Interpretability is a key component to our research and the question we are attempting to answer. A novel aspect to our research is that it extends the classification model to create a shot evaluator that can be used to predict what features correlate with a quality shot. This shot evaluator provides great value to teams trying to eliminate inefficiencies in the types of shots they take. After analyzing various features’ effects on the shot evaluator’s score, we concluded that distance from shooter to the basket had the highest correlation with a shot going in or not, and understandably so.
One surprising result we also noticed is that distance to the nearest teammate had the second largest impact on the shot evaluator’s score. This seems to imply that spacing is very important, especially in the modern NBA. We believe that our research can have a significant impact on modern teams as it demonstrates a way to quantify the efficiency of a shot based solely on positional data, which all NBA teams now have access to. Our hope is that this analysis can be used by NBA coaching staffs to design efficient offenses.
Results
After creating this model and analyzing its components and accuracy, we found that although our features were not very strongly correlated with shot efficiency, there was a clear ranking of relative importance between features.

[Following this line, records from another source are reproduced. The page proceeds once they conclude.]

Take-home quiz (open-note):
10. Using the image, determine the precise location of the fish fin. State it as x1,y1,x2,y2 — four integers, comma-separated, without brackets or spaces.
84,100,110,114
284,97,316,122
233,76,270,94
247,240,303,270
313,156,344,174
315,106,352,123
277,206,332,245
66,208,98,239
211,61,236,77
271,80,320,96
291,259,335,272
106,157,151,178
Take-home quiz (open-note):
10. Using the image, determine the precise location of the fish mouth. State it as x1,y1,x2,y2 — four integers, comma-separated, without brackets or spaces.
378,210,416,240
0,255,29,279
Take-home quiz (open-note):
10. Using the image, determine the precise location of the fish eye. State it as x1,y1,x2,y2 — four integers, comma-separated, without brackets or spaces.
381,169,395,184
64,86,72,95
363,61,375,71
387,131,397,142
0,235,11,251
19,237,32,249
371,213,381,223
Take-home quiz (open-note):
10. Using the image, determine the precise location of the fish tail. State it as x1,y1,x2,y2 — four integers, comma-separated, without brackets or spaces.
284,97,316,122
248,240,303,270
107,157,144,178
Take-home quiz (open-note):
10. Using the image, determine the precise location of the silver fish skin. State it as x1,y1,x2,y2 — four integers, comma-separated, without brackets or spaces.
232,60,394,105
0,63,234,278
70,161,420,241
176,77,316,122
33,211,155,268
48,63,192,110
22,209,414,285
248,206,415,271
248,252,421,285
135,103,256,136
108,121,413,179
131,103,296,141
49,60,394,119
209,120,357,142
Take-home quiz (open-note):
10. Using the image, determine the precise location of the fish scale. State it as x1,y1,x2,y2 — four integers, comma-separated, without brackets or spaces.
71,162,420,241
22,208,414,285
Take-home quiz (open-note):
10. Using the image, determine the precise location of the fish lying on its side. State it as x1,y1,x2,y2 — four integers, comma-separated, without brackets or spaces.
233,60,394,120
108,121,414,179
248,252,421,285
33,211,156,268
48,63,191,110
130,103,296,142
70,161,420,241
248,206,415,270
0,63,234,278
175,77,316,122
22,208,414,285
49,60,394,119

Most important, by a substantial margin, was distance from the shooter to the basket, which is an understandable result, given that, barring any other factors, shooting percentage is higher the closer one goes to the basket. Distance between the shooter and closest teammate also has an important role, which highlights the role of spacing in today’s offense.
Features whose coefficients had lesser magnitudes signifying lower importance include ratio of bench players to starters on the floor and number of offensive players outside the three point arc.
The overall test accuracy of our classifier was 56.23%, suggesting an upper limit to what can be determined by time-of-shot factors, alone.
Future Work
This suggests potential avenues for future work that takes into account possession-related factors like number of passes or off-ball movement into the model or even training on individual players.
Furthermore, analysis can be done on the defensive side of the ball, to see how shot and possession based factors concentrated around defensive efforts impact the result of a shot. Still, the fact that we were able to have some success classifying shots based solely on player position data shows that player tracking data appears to have the potential to refine today’s NBA offenses.
Moreover, introducing an evaluator that can be used to quantitatively compare different shot attempts and allow a team to optimize for maximal value gives teams clear directions on what they can do with the large collection of data every game provides them.
Closing Thoughts
This project was a good opportunity for our research team to get our feet wet with NBA positional features. Although our shot evaluator was not perfect, due to the granularity of data available, we certainly had respectable outcomes. The project had interesting results, which seem to make sense. This certainly was a good starting point.